Prepare - Security Pillar

Prepare

During an incident, your incident response teams must have access to various tools and the workload resources involved in the incident. Make sure that your teams have appropriate pre-provisioned access to perform their duties before an event occurs. All tools, access, and plans should be documented and tested before an event occurs to make sure that they can provide a timely response.

Identify key personnel and external resources: When you define your approach to incident response in the cloud, in unison with other teams (such as your legal counsel, leadership, business stakeholders, AWS Support Services, and others), you must identify key personnel, stakeholders, and relevant contacts. To reduce dependency and decrease response time, make sure that your team, specialist security teams, and responders are educated about the services that you use and have opportunities to practice hands-on.
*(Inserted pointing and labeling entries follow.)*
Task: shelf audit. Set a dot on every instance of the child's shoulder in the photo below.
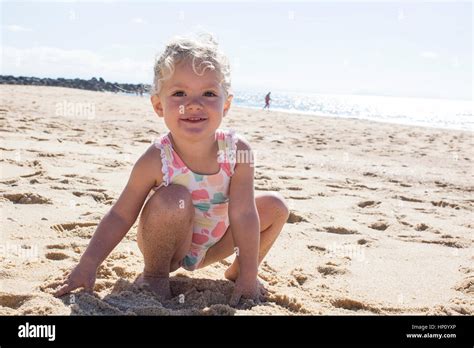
(150, 163)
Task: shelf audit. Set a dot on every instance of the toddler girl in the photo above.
(203, 208)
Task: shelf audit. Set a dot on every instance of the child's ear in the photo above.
(227, 104)
(157, 106)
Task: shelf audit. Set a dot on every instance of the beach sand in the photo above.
(381, 214)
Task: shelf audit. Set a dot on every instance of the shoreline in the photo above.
(293, 112)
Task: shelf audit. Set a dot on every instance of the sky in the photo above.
(390, 48)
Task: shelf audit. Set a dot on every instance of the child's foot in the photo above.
(160, 286)
(232, 274)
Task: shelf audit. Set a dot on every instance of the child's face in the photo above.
(193, 106)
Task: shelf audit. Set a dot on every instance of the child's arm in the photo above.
(117, 222)
(245, 225)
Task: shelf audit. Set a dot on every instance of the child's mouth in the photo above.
(193, 119)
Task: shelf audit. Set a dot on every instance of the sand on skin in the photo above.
(381, 217)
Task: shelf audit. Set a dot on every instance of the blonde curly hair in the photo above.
(203, 52)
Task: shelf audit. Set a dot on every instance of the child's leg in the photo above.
(164, 235)
(273, 213)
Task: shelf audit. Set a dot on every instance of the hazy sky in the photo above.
(421, 49)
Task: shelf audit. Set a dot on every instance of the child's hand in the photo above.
(82, 276)
(251, 289)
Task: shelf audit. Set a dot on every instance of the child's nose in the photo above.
(194, 104)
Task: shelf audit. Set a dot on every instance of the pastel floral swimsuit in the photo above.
(210, 193)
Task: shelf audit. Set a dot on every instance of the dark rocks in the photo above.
(93, 84)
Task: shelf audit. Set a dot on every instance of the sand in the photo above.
(381, 214)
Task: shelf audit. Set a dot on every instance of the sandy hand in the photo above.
(253, 290)
(81, 276)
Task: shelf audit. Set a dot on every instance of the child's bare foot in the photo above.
(232, 274)
(160, 286)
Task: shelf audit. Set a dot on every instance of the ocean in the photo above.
(437, 113)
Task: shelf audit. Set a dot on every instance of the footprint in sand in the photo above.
(369, 204)
(78, 229)
(13, 301)
(56, 256)
(369, 174)
(339, 230)
(26, 198)
(316, 248)
(408, 199)
(330, 269)
(421, 227)
(299, 276)
(294, 188)
(294, 218)
(100, 197)
(466, 286)
(353, 305)
(379, 225)
(444, 204)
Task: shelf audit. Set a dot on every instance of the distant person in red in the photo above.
(267, 101)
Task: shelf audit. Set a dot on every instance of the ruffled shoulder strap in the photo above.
(164, 145)
(227, 155)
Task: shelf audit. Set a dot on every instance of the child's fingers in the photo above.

We encourage you to identify external AWS security partners that can provide you with outside expertise and a different perspective to augment your response capabilities. Your trusted security partners can help you identify potential risks or threats that you might not be familiar with.

Develop incident management plans: Create plans to help you respond to, communicate during, and recover from an incident. For example, you can start at incident response plan with the most likely scenarios for your workload and organization. Include how you would communicate and escalate both internally and externally. Create incident response plans in the form of playbooks, starting with the most likely scenarios for your workload and organization. These might be events that are currently generated. If you need a starting place, you should look at AWS Trusted Advisor and Amazon GuardDuty findings. Use a simple format such as markdown so it’s easily maintained but ensure that important commands or code snippets are included so they can be executed without having to lookup other documentation.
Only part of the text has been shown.